Facets

Overview

PRESENT FUTURE is an intensive, three-semester research-based program of advanced architectural studies culminating in a Master of Science in Architecture degree.

PRESENT FUTURE explores the prospects of urban and architectural design from the perspective of our current environmental conditions. The transformation of the atmosphere’s chemical composition, and its increasing effects on agriculture production, sea level rise, and the mass extinction of species, suggests a future that bears little resemblance to the one that we live in today. While a picture of the future is beginning to emerge—in the white papers of scientists, in the speeches of activists or politicians, and in the fictional worlds in which books, films and television place us—the design specifications for this future have yet to be written. An opportunity exists to fully imagine the urban conditions that would not only respond to climate change, but would exploit the opportunity to produce a culture of collective engagement which many cities routinely deny.

While the problems we face are global in scope, the solutions best arise from local circumstances, the constituencies they affect and the evolving political and cultural institutions that are fashioned in response. For each project, PRESENT FUTURE brings together a diverse group of architects, landscape architects, engineers, urban researchers and city officials whose combined expertise is required to meet the complexities of our problems. Through a studio setting the group comes together around a specific site and work through a series of alternative architectural and urban scenarios. These scenarios are not simply routine technical upgrades nor do they only solve the limited problem of excessive energy consumption and carbon emissions. Rather, they explore an overhaul of the economic, political and cultural practices that are at the root of each situation. In a search for local solutions, these scenarios will outline a viable urban culture that is calibrated to the environmental limitations of the neighborhood, the city, the region and the planet.

present-future
Present Future Studio, Semihcan Gosku & Ningxin Cheng

The specific environmental concerns that each matriculating class examines will be framed in a three-semester sequence, beginning with a three-credit seminar in the first semester, a twelve-credit collective design studio in the second, culminating in a book, exhibition, or symposium that will be produced in the final semester. In addition to free electives, the curriculum includes additional required courses on issues related to the semester's work.

This is a cross-disciplinary course of study focused on design and open to all interested students with advanced degrees, not only those with advanced degrees in architecture. The minimum requirement is a B.A. or B.S., or its equivalent.

2019–2209 Research Project

The Present Future research project for the 2019-2020, titled Growing the City, Shrinking the Footprint, will begin a new phase of work on the problem of contemporary urban form.

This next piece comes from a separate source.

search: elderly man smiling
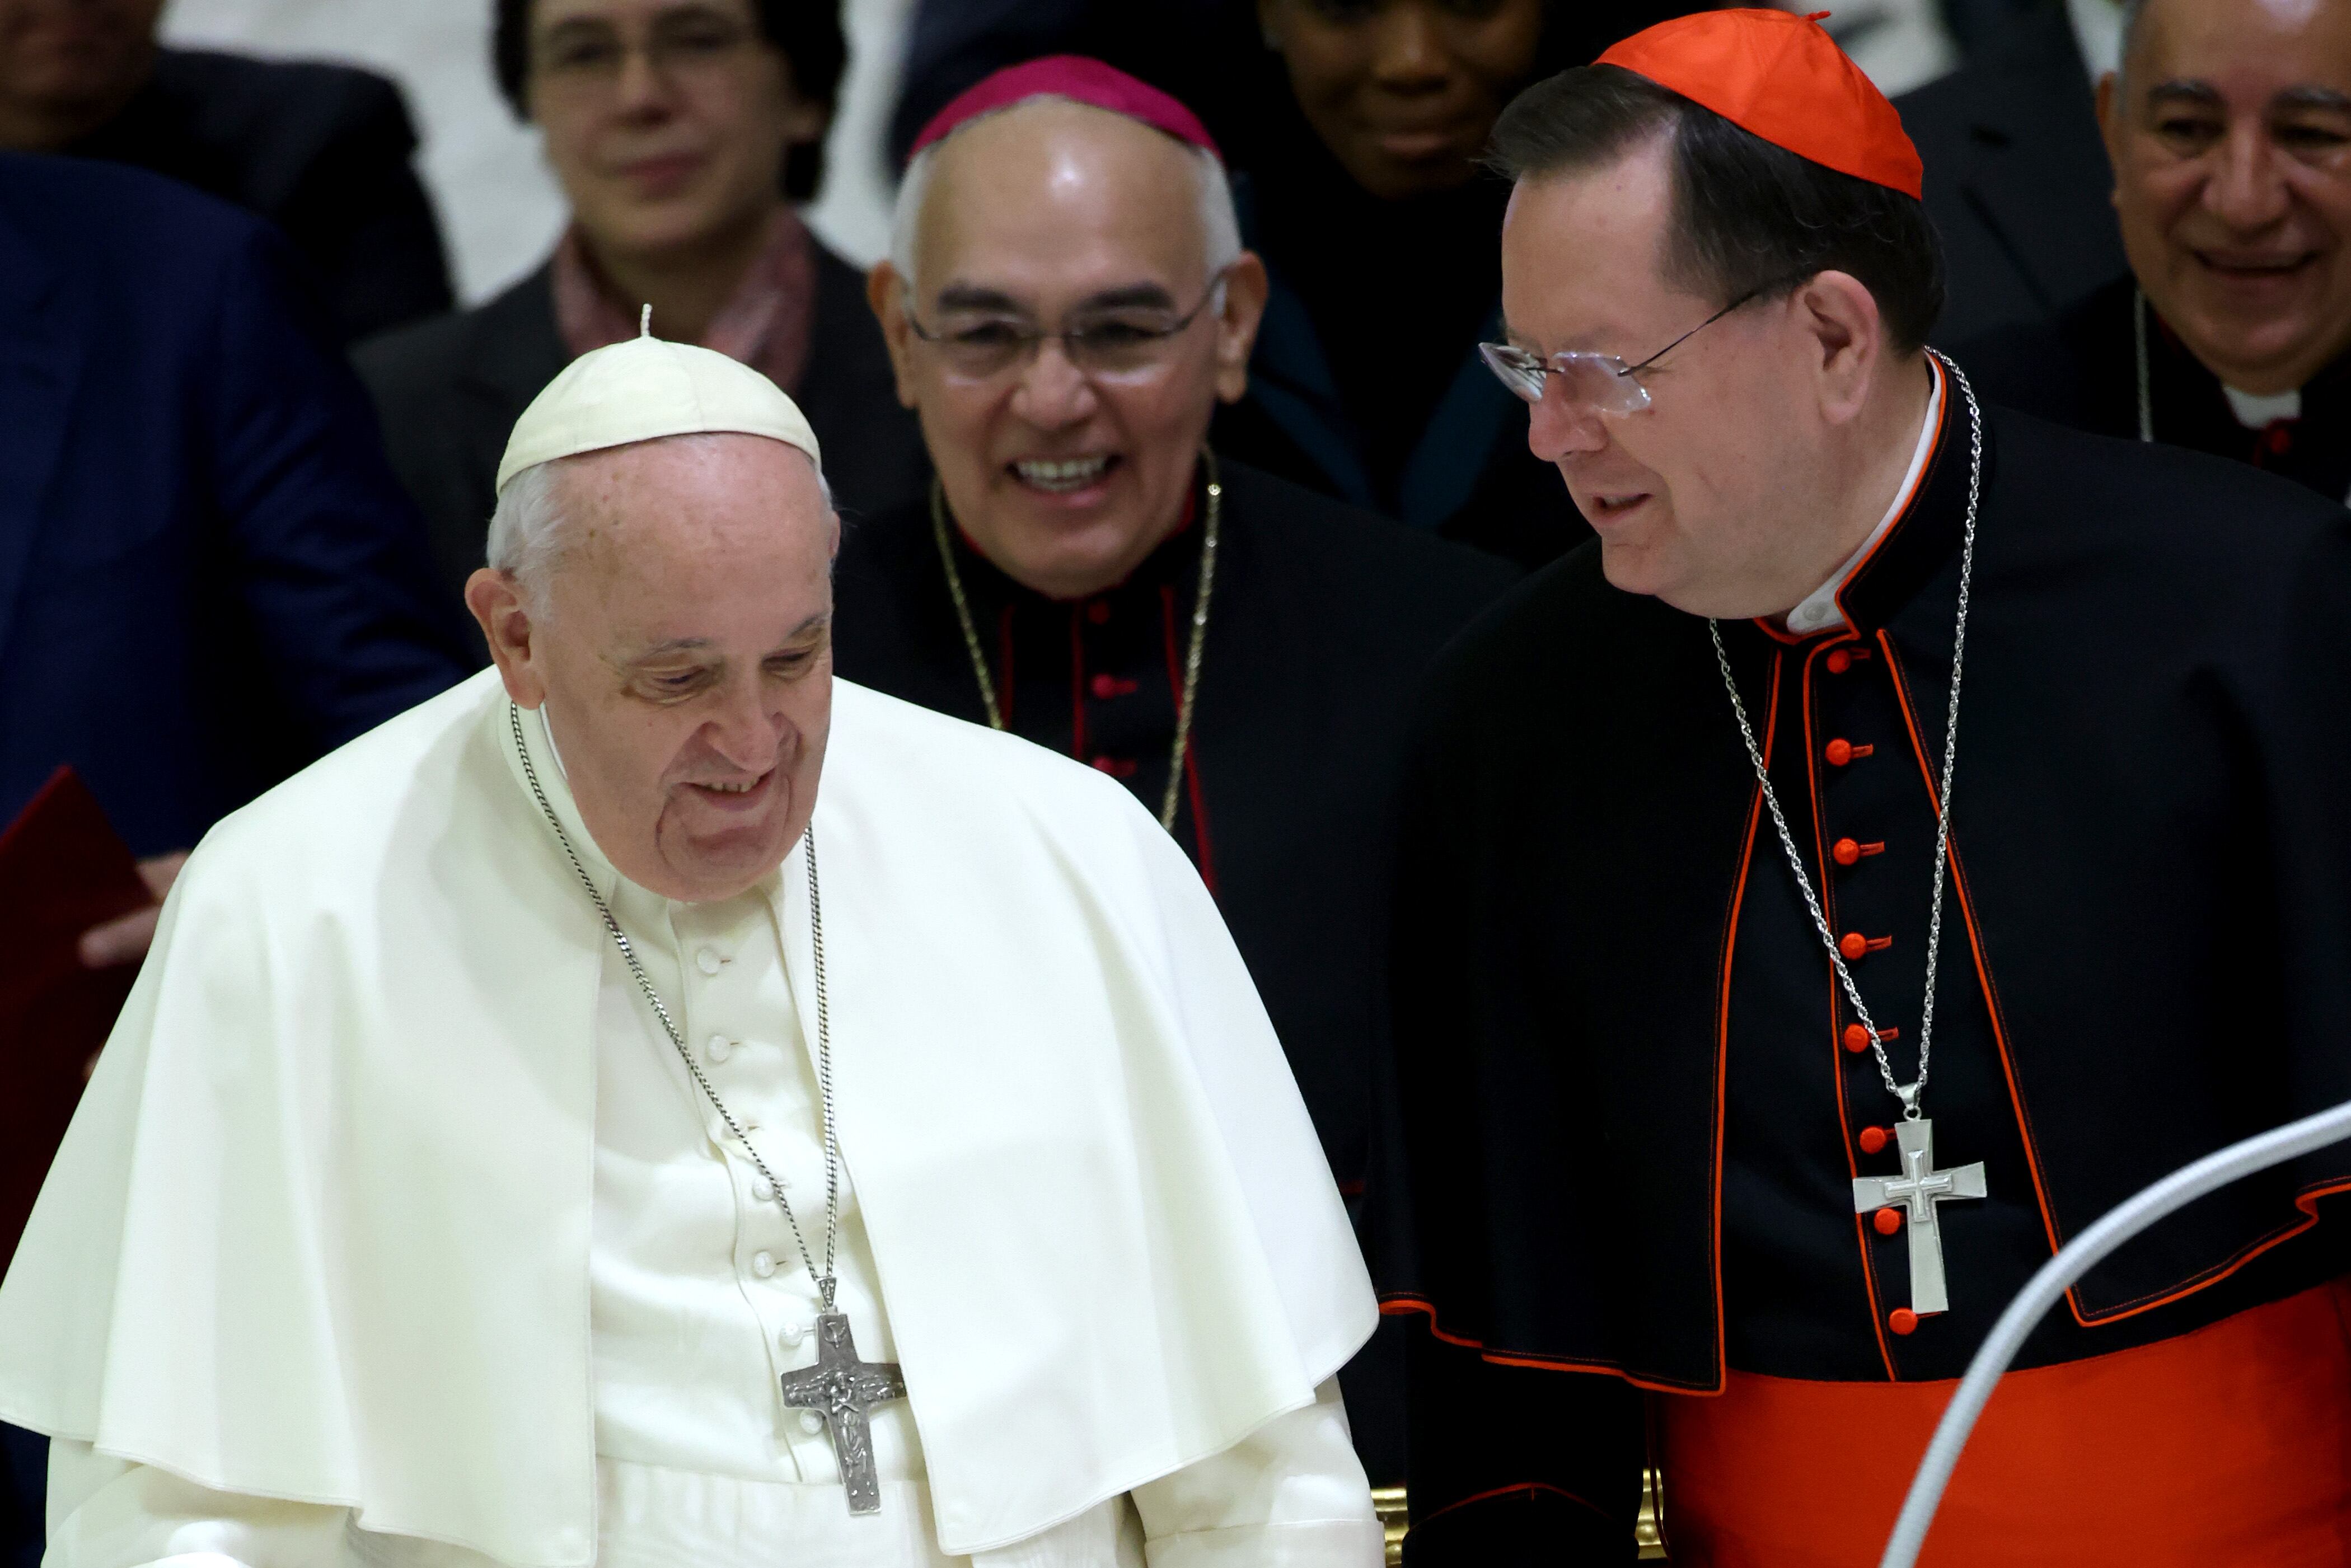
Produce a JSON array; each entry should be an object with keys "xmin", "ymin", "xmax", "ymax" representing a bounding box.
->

Growing the City, Shrinking the Footprint is committed to an exploration of contemporary models of urban density. While the striking efficiencies of urban density have long been proven, we tend to limit our conception of dense urban environments to nineteenth and early twentieth century models. While the cores of Chicago, New York, or San Francisco have been updated, the grid infrastructure that supports them has not been reproduced since the Second World War. Even if we were able to reproduce this infrastructure, it is not altogether clear that we would want to. Today, the random piling up of ever-taller buildings onto relatively tiny blocks and streets is neither feasible nor is it desirable; due to the fact that our culture, our politics and our economy have so changed over the intervening decades as to rendered the old models obsolete. 

Over the past decades, average urban density have continued to decrease at a global rate of 2% per annum. This decline is owed to the fact that we have neglected to define a model of urban density that corresponds to problems and possibilities of the twenty-first century. From the perspective of an increasingly dissipated city, the simple research question that emerges is just this: what does urban density look like today?

Houston, Texas
Photo by Alex McClean

The first phase of the program will focus on research. Through projects at Rice Architecture and field trips abroad, a series of case studies will be documented and synthesized into a book-length assessment of contemporary uban density. This research will then guide the subsequent phases of the program which will consist of design-based speculation on the problem of urban density. This speculation, in the form of design proposals, will project new models as they might well emerge in the American city over coming decades. The context for this speculation will be Houston, Texas. The specific catalyst for shrinking the uban footprint will be the pressing need to clear approximately 180,000 structures that presently occupy the city's 100 and 500 year floodplain.